Rockwell Collins, historically a component provider for civil simulators but more recently a full-scale competitor with the recent US and European certification of its first full-flight simulator, puts a quantitative measure on the crisis.
"The simulator delivery rate is the lowest in about eight years," says Ken Schreder, vice-president and general manager of simulation and training at Rockwell Collins. "It's an interesting environment because airline deliveries remain constant."
Exacerbating the problem for the US market was a congressionally mandated increase in pilot retirement age. "In 2007, the US unions increased the forced retirement age for pilot from 60 to 65," says Schreder. "When you couple that to world economic environment in 2008 and 2009, attrition rates were at a low point, and there wasn't a lot of pilot turnover.

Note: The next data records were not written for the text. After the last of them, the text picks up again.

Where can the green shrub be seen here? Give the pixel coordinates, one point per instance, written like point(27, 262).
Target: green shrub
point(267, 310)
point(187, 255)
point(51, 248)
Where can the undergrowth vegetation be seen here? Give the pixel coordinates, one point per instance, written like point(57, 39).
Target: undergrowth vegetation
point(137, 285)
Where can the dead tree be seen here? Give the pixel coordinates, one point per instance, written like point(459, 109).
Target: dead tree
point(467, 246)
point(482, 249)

"If they're not retiring and staying stable in positions, there isn't a lot of flow in pilot community, and flow puts demand on training. A new pilot has to go through initial pilot training. When a pilot upgrades to larger aircraft, they have to go through some conversion training. When a pilot goes from first officer to captain, there's some additional update training. If we aren't seeing that flow, it starts to put a damper on the simulation and training demand.
Both Schreder and Roberts are seeing positive trends, enough to cause them to be "cautiously optimistic".

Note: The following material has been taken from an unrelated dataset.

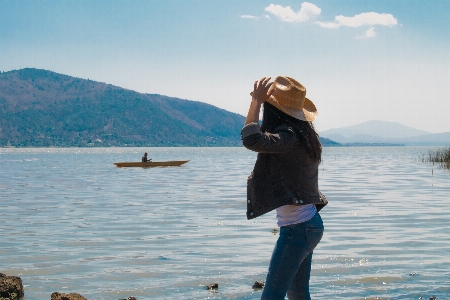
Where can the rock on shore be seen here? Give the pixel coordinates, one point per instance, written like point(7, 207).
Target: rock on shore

"Between the retirement age change, the attrition, the opportunities from additional aircraft coming to fleets, we do believe the marketplace is going to see a recovery," says Schreder. "We're starting to see inquiries pick up on the past two to three months and expect it to increase."
CAE's Roberts says: "On the commercial aviation side, the market has rebounded a bit and is becoming increasingly positive. On average, the freight numbers are up and passengers are up. We are cautiously optimistic that we're in the upswing, although it's fragile."

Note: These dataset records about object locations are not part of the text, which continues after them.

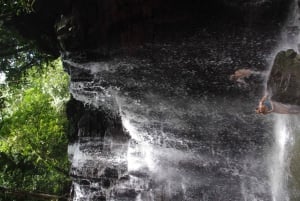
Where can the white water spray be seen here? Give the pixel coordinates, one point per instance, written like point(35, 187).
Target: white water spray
point(283, 135)
point(280, 159)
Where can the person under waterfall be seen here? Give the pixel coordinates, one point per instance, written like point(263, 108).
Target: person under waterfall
point(267, 106)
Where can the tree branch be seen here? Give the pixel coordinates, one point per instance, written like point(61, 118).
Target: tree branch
point(26, 194)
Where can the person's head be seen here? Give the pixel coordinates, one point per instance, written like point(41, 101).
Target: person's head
point(233, 77)
point(261, 109)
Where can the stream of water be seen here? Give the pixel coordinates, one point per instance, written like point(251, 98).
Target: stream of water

Tempering the outlook is what Roberts describes as the "particularly troubling" economic issues in Europe, highlighted by Greece's budget deficit crisis earlier this year. Counterbalancing European issues however is a "very strong" economic climate in Asia, the Middle East and South America. "It will take this year and part of next year for airlines to return to profitability," says Roberts.
"That will portend a better market for products business," he adds.
When the market does rebound, the simulator makers promise to be in an optimal position to provide services that will become increasingly complex in the next generation air transport system, thanks in part to technology injection. Roberts says CAE continues to invest 10% of its overall revenue in research and development, largely aimed at "further realism, fidelity and operational efficiencies that our operators will benefit from".
He adds: "I think what is indisputable is the growth that the aerospace industry is going to go through is material and significant. The complexity of managing and flying and operating aircraft in increasingly congested airspace offers potential challenges for the industry. We also have to be cognisant that the demographics of the pilots is changing and we have to change our methodologies to capitalize on that."
The post 2010 mantra applies equally to other established high-end civilian simulator manufacturers like FlightSafety International and Mechtronix, as well as newcomers such as Rockwell Collins and Australia's SimJet.
"As we continue to talk with customers, what we consistently hear from them is that they want a heightened focus on life cycle costs leading to lowest ownership costs, not only in terms of the cost of acquisition, but the cost to operate," says Schreder. For Rockwell Collins, that has meant focusing on isolating the components that could be made common from one application to the next, not only in the commercial airline market, but for the military and regional jet sectors as well, and making the system as a whole more reliable and lower cost.
"When you walk into our simulator, it physically looks the same [as the aircraft], but as you fly it and maintain it, you see what makes it unique," says Schreder.